Paul was in a grocery store the other night with Elias, just to grab a couple of things. He bellied up to the checkout, right behind a guy who was holding forth. Maybe 10 years older than Paul. ” … and yeah,” he said. “I have a special hat I wear that says IMMIGRATION. I only wear it when I go places that I’m going to see a bunch of those d*** Mexicans.”

That was not the end of his speech, but Paul didn’t listen very closely after that, because he was trying to figure out the best thing to say in the event that the guy turned around and saw Elias standing by his leg. Frankly, it seemed like the kind of guy and the kind of situation where the wrong answer might kind of light things up, and Paul is way past the age where a grocery store brawl seems like a good idea on any level.

The guy walked out without seeing Elias (I’m guessing situational awareness is not his best thing), so the point was moot. And Paul was extra nice to the kids running the register and bagging the groceries, who both looked like they wanted to die of mortification.

I don’t know at this point what Elias took from that encounter, if anything. I do know that he hears and absorbs a lot more than we often think. And I know that we’re going to have to have some conversations about this.

Elias is not the first brown person in my family, and this isn’t the first time something like this has happened. Twenty years ago, I was taking my niece to Hardee’s to get some treat she had earned by turning in a reading log to her first-grade teacher. We were standing in line, and a kid about the same age in the next line over asked his mom, “Who brought that little n***** baby in here?”

You guys. I felt like I’d been gut-punched. I mean, I knew that word existed and people had said it back when Mark Twain was lacerating people with his pen, but hearing it while I was in line for fries? Directed at someone I loved?

I don’t remember what I did, or what I said. I’m pretty sure that’s because I didn’t say anything, to my eternal shame. I’m not saying I should have had a throwdown in Hardee’s (not only because I would surely have lost), but I definitely should have talked to my niece about it, instead of pretending it hadn’t happened.

But I was young, and I didn’t know what to say. Unfortunately, now I am old, and I still don’t know what to say.

I can say, to my son who does not look like me but is nonetheless irreversibly rooted in my heart, that there are people who say cruel and stupid things. I can say that even those people aren’t just one thing, and it’s complicated. I can say that you can’t take it personally because those kinds of comments are clearly about them and not about you. I can say that you shouldn’t wrestle with a pig because you get dirty and the pig likes it.

I believe all of those things are true. And I believe they’re not going to mean squat when this little d*** Mexican turns up big deep dark eyes to my face and asks me why someone who doesn’t know him hates him.

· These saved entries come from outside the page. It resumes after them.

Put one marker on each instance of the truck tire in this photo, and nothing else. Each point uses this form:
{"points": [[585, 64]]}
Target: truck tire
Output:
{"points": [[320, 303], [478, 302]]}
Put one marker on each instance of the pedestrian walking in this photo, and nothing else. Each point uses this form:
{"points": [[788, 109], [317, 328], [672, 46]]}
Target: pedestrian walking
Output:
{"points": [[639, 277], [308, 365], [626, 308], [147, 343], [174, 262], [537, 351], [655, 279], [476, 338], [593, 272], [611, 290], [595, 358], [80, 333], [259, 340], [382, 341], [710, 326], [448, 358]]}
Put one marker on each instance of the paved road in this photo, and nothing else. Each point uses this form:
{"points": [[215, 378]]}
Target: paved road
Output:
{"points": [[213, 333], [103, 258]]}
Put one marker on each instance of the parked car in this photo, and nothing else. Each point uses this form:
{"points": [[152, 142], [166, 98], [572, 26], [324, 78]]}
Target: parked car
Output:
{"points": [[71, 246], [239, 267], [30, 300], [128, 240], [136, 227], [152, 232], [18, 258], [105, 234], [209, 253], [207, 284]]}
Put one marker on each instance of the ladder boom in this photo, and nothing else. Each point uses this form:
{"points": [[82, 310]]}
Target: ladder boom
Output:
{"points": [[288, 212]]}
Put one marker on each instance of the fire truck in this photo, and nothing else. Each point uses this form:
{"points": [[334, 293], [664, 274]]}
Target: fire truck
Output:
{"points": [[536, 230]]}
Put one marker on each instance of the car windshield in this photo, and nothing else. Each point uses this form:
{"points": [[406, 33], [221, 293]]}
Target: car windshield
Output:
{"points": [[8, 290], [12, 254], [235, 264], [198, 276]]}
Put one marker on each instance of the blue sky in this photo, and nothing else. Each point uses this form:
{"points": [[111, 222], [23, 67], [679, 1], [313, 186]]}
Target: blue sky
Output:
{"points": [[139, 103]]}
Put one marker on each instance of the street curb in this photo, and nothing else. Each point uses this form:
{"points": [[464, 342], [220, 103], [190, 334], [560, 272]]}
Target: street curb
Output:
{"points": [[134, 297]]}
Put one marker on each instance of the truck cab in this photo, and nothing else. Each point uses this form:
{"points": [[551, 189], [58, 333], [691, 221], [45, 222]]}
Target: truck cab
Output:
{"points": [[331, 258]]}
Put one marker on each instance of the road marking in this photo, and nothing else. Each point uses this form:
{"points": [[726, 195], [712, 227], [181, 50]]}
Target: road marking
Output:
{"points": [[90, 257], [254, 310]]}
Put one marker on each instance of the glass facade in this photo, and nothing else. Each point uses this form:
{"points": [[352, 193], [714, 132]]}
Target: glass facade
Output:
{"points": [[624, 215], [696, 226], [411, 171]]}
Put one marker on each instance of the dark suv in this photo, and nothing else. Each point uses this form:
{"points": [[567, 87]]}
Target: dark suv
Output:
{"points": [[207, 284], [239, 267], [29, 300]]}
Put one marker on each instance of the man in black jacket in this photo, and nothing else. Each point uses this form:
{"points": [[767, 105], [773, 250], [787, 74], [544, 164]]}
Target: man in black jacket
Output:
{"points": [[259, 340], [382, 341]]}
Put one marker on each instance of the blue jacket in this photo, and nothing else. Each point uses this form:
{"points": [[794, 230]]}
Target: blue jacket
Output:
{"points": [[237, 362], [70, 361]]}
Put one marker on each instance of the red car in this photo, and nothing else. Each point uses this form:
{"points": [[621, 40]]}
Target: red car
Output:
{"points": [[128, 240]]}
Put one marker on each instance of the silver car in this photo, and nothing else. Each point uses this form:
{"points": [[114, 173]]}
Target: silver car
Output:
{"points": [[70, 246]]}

I know. I know that man’s comment wasn’t directed specifically at Elias, and I know Elias isn’t even Mexican. But that doesn’t really matter, because hatred and ignorance don’t much care about facts. Hatred cares about other. About not us.

The thing is, there are a lot of people like me walking around, who look like us and love someone who looks like not us. Who is a different color, who is gay, who is poor. And when I hear someone make a comment about them, it cuts deep.

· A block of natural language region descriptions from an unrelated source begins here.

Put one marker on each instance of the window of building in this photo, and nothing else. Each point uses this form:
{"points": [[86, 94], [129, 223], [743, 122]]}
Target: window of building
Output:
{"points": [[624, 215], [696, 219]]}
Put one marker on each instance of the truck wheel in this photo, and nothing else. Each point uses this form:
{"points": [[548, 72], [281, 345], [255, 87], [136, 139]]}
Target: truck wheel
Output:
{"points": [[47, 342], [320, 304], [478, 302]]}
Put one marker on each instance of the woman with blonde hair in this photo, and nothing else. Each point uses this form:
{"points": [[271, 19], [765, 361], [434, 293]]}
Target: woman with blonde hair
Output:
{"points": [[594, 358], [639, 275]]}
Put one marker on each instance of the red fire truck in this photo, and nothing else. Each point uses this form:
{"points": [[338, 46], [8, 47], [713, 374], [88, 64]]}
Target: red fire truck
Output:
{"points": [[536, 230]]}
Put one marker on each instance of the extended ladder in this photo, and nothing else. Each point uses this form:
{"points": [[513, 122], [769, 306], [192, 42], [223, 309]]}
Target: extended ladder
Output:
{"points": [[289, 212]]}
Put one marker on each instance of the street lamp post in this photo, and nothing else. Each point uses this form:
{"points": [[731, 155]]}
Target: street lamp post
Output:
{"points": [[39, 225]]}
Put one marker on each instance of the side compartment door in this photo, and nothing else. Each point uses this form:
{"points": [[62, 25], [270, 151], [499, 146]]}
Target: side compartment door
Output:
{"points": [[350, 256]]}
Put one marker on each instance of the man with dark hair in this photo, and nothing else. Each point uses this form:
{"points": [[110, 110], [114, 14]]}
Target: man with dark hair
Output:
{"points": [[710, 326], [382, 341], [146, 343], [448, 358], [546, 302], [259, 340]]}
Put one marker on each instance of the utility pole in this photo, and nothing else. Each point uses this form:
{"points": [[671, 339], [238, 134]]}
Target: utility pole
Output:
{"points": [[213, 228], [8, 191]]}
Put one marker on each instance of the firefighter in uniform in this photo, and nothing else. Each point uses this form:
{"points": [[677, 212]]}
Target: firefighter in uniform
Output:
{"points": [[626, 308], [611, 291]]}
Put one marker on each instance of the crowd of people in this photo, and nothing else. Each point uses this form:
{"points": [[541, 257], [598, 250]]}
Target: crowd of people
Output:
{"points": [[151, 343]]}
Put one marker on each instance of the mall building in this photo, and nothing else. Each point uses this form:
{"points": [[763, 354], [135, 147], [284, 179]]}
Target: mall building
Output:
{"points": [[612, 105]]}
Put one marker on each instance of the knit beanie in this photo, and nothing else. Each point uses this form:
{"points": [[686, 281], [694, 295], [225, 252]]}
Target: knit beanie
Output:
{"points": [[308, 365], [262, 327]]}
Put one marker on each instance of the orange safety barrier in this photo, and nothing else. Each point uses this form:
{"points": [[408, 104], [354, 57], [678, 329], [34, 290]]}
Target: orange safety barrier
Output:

I’m sad that I cannot protect my sweet, stubborn, affectionate boy from the people who will assume things about him because he is brown. I am sad for the people who will assume those things. I am sad for the people who will assume things about them, but think he’s an exception. ‘Cause he’s one of us.

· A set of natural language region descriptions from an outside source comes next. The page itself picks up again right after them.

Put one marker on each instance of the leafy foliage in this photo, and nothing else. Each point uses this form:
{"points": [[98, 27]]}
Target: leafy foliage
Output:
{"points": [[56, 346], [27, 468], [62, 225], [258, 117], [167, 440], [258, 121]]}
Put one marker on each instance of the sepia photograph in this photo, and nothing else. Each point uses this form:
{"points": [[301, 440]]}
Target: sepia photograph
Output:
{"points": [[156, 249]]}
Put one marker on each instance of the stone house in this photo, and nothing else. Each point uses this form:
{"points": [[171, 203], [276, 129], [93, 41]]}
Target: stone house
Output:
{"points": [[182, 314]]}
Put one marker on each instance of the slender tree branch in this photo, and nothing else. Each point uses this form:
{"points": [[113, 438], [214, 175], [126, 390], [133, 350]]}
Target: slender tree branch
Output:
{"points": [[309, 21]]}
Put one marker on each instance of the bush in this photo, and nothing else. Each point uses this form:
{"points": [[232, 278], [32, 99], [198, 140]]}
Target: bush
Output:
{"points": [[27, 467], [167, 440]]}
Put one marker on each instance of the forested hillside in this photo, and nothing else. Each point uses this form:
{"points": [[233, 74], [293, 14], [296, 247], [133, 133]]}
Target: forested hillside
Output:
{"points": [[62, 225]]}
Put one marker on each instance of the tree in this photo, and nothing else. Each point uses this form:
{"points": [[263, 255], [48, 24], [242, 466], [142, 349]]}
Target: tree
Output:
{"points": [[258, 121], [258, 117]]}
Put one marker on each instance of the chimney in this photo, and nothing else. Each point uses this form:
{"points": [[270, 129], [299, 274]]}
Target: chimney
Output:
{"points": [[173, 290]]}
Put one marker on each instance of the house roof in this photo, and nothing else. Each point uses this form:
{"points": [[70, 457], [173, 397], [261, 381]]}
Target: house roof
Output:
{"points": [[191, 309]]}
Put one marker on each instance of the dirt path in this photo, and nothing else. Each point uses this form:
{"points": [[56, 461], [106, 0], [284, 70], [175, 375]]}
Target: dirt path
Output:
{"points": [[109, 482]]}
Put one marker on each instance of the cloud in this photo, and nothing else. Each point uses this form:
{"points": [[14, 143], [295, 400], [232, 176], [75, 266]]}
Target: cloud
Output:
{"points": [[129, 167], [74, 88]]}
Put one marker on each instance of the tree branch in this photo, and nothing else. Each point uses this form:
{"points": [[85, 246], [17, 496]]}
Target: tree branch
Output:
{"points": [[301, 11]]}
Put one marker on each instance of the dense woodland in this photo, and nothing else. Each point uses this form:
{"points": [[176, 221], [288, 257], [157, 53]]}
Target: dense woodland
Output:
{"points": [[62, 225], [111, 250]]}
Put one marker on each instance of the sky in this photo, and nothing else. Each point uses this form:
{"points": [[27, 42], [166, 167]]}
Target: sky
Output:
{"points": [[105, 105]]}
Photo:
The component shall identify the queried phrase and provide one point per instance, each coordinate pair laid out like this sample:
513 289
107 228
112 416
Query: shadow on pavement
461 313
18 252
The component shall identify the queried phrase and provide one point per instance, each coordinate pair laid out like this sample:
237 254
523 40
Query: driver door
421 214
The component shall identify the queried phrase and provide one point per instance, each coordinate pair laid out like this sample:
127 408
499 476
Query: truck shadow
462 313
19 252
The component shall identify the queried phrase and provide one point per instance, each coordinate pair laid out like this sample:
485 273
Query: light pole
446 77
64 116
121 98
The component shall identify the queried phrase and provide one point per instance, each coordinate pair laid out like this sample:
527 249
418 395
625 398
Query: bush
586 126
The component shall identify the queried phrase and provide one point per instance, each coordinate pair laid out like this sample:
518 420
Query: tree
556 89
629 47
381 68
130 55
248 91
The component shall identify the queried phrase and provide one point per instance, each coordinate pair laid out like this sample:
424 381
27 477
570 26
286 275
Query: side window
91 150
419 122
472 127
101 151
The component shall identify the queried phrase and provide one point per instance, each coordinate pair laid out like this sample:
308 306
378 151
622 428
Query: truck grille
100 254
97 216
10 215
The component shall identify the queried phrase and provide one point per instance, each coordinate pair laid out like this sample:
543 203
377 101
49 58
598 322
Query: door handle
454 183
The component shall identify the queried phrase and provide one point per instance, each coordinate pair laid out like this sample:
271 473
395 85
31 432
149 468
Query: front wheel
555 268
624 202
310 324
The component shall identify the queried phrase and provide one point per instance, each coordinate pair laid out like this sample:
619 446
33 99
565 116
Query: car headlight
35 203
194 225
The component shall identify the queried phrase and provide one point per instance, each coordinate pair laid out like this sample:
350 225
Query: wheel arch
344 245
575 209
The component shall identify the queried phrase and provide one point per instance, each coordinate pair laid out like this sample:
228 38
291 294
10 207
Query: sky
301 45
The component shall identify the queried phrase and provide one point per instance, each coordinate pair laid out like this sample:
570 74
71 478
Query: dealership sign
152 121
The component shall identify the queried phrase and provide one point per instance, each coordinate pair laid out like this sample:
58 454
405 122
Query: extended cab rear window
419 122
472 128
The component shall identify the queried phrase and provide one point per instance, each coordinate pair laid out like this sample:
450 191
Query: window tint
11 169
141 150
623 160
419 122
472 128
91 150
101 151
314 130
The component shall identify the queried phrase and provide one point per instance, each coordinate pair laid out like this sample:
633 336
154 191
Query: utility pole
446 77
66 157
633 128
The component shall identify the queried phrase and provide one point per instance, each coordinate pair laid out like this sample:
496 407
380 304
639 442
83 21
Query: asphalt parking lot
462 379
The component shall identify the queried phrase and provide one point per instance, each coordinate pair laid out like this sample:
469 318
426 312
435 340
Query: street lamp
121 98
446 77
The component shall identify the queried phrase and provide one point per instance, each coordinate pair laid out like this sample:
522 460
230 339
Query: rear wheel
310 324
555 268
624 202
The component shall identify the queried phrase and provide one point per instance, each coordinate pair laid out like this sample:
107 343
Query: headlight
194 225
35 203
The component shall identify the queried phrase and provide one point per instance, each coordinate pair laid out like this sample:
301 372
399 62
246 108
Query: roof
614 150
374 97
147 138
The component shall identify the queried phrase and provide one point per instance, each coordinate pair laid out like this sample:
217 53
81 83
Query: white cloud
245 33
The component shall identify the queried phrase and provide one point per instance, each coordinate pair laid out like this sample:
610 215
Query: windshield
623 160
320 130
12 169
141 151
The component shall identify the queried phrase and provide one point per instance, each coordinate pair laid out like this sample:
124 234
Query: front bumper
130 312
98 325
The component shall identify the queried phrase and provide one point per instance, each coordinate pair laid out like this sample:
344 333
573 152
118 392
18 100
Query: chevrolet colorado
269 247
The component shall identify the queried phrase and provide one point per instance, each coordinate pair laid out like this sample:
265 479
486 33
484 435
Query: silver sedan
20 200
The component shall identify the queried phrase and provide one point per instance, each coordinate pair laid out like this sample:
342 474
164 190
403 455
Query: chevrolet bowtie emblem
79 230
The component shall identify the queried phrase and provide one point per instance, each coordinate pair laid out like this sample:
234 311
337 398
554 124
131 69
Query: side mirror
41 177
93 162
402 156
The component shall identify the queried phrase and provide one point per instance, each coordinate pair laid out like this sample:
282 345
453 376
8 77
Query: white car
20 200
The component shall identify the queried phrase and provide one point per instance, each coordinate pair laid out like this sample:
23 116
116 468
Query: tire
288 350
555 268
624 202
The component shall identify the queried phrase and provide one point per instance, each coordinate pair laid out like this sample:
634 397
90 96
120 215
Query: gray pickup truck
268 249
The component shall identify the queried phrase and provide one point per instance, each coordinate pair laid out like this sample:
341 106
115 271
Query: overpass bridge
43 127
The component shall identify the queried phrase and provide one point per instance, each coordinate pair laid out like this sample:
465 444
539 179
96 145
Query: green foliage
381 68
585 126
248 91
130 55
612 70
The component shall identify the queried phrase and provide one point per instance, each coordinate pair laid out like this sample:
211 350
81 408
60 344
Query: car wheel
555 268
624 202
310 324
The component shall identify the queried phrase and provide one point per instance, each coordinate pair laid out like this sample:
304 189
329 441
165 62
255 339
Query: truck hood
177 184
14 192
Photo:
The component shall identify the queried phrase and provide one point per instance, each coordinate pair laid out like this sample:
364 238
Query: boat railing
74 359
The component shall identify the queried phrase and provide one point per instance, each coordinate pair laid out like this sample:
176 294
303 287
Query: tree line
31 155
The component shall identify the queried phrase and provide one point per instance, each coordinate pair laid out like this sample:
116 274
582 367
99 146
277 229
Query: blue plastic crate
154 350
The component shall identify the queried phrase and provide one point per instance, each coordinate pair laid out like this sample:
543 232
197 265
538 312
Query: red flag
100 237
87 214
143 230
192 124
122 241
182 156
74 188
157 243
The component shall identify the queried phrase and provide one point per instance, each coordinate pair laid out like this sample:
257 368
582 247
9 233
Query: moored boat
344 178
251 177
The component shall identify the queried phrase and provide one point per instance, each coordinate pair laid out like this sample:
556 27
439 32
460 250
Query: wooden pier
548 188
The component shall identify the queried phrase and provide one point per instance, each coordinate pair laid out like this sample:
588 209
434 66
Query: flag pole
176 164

Yeah, he is. We are all us.

And I still don’t know what I’m going to say to my son.

One thought on “Not Us

  1. Interesting that you should repost this today. Just late last evening we got a call from pipeline workers that were interested in renting our only available rental. As we waited for them to arrive for the ‘showing’ we visited with our wonderfully friendly tenants from our empty lot next door where they have established ‘home’ with their RV. As the ‘guys’ drove up in two very respectfully looking cars (unusual for pipeliners but said it was ’cause they were from the city), our next door tenants walked back to their camper. Later, after the deal was struck and the three who had told us they were born and raised in Christian homes in Jamaica and felt that it indeed was a miracle from God that they came here and got the job and found a lovely place to live all in one day, we received a call from the camping neighbors saying that they would be moving at the end of their (first) paid month because….you guessed it! They can live beside blacks! REALLY?